Let $\{X_t, t\in[0,T]\}$ on {$R, \mathfrak B(R) $} be random, almost surely continuous, function. Show that $X^+=\sup_{t \in[0,T]} X_t$ is random variable.
My proof:
Let $P$ be set points of no continuity of $X_t$.
And let $\widetilde X_t =\left\{
\begin{array}{c}
X_t(\omega), \omega\in \mathbb R\setminus P \\
0, \omega\in P
\end{array}
\right. $
sup$\widetilde X_t$ will be finite and: $ \{\omega: \sup_{t \in[0,1]}\widetilde X_t>x\}=\bigcup_{t\in [0,T]\bigcap Q}\{\omega:\widetilde X_t >x\}$ Since $\{\omega:\widetilde X_t >x\}$ is in $\mathfrak B(R)$ then $\{\omega : \sup_{t \in[0,1]}\widetilde X_t>x\}$ in $\mathfrak B(R)$.

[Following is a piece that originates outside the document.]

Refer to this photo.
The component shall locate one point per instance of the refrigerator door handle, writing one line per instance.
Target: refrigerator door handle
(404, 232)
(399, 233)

And since the intervals $(x, +\infty)$ form $\mathfrak B(R)$,$\quad$$\widetilde X_t$ is random variable.
Because sup$_{t \in[0,T]}\widetilde X_t$=sup $_{t \in[0,T]}X_t$ $\quad$ $\forall \omega\in \mathbb R\backslash P$,$\quad$ sup $_{t \in[0,T]}X_t$ is random variable too.